RB: We do concerts, and we’ve done a lot of TV and film work. If something has an Eastern European flavor, I can arrange music for commercials or TV or film. We also do bar mitzvahs and bat mitzvahs. We mostly play in Los Angeles, but we’ve also played around the country. We’ve played in places where they can’t find a klezmer band. We also do outreach, playing for Holocaust survivors and Jewish seniors. We’ve played in nursing homes, Yiddish clubs and [at] events for descendants of Holocaust victims. We’ve performed at weddings, birthday parties and anniversary celebrations. And we get called to play for world music events, like at UCLA and UC Santa Barbara.
JJ: It must be very meaningful playing for people deeply connected to this music.
RB: It is. When you see the look on people’s faces when a song they haven’t heard in years starts playing, and it all comes back to them. Even people with dementia start singing the lyrics or mouthing the words.
JJ: What do you think makes klezmer music special?
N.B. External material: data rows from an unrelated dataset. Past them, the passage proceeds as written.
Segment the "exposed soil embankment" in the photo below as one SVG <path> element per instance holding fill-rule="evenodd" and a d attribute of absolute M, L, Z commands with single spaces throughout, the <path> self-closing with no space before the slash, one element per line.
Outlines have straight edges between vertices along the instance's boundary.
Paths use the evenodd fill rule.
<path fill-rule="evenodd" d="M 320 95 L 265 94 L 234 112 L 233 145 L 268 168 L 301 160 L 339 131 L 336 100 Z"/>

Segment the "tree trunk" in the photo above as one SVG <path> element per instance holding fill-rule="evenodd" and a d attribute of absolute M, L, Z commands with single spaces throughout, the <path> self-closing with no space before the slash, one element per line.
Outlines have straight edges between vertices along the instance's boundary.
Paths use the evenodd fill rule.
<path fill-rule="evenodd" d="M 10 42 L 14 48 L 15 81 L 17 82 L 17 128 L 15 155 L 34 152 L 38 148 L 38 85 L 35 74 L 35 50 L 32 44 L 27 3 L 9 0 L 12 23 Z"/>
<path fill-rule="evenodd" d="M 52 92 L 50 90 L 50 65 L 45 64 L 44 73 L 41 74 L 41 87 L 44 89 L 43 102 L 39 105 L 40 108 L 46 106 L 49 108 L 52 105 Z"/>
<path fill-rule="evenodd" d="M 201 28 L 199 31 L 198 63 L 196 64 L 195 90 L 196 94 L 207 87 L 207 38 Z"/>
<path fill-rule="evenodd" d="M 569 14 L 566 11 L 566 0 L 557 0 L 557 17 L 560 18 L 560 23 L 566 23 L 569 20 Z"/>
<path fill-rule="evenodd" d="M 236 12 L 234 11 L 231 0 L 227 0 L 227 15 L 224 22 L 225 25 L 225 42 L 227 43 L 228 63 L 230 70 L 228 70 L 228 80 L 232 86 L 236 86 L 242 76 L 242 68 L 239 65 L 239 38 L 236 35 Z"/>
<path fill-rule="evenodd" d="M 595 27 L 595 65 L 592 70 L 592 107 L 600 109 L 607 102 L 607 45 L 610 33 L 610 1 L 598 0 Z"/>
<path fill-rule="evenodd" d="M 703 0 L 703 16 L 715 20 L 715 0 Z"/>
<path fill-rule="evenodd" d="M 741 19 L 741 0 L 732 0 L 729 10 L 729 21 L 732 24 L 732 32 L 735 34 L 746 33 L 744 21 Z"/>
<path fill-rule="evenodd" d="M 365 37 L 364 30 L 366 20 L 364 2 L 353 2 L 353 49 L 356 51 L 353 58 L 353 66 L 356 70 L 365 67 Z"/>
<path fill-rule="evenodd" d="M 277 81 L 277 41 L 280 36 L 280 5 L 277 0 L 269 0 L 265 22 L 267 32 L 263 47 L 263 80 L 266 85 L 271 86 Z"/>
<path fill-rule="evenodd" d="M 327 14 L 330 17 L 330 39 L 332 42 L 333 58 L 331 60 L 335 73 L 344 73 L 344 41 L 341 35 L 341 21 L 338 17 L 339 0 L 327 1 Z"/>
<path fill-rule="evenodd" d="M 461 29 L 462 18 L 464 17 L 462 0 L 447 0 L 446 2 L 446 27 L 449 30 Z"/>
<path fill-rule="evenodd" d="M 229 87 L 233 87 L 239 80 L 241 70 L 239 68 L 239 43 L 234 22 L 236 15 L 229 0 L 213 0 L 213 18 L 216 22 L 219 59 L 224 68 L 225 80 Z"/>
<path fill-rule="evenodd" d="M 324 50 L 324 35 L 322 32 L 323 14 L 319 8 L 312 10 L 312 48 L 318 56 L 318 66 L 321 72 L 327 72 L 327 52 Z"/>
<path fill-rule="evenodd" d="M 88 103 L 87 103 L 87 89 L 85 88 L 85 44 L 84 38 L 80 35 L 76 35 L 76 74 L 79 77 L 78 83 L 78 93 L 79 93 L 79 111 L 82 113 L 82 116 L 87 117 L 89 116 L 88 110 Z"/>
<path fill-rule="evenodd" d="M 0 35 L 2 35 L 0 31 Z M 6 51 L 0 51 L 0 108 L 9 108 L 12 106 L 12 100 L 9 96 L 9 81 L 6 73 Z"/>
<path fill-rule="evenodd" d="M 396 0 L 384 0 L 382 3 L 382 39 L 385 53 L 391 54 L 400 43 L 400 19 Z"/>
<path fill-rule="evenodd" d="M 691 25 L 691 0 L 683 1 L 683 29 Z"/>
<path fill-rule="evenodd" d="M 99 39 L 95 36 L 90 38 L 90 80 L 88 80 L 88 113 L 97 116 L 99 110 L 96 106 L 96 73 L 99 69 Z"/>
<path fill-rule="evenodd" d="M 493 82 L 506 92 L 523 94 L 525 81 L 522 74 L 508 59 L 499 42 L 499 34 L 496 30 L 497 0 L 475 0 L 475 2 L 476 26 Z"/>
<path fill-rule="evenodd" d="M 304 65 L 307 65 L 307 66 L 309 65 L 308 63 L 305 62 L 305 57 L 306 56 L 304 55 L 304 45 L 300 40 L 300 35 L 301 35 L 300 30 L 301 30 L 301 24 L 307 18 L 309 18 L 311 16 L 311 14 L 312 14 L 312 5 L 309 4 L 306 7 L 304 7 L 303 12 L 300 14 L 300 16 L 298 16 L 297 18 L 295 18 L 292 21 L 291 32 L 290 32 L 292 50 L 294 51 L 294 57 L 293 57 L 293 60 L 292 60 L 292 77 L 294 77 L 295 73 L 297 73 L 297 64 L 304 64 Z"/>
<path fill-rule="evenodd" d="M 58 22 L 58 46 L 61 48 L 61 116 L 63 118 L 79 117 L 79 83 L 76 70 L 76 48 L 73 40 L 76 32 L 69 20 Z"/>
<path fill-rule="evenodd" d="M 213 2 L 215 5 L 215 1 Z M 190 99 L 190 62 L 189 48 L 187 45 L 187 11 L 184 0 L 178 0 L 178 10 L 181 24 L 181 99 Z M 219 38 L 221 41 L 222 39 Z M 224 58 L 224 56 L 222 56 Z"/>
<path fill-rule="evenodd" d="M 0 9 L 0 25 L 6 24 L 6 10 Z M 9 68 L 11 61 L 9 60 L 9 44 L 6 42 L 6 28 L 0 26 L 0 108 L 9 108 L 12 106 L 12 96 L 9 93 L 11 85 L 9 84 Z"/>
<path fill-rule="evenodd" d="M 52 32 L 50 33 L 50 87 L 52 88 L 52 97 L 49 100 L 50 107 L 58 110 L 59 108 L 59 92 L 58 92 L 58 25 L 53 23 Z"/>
RB: I think that when you think about Jewish music, the charm comes from the fact that Ashkenazi Jews took the best of regional music as they passed through different areas in their travels. Middle Eastern music, Romanian, Balkan — all those sounds we think of as klezmer. There’s the excitement of gypsy music and the harmony of Balkan brass band; there’s temple music that has the Sephardic sound and there’s Russian folk music. I think it appeals to people because that unique melding only exists in the klezmer distillation of east and west. It’s like nothing else.
JJ: What is the typical reaction when your band plays?
RB: People usually start dancing — one of two ways. With fast songs, they dance like a punk pogo, jumping up and down. The other is where people have seen a hora done to “Havah Nagilah” in movies and they don’t know the steps, so they’ll just grab arms and dance in a circle. And I tell them, “Circle left!”
Allison Futterman is a writer based in North Carolina.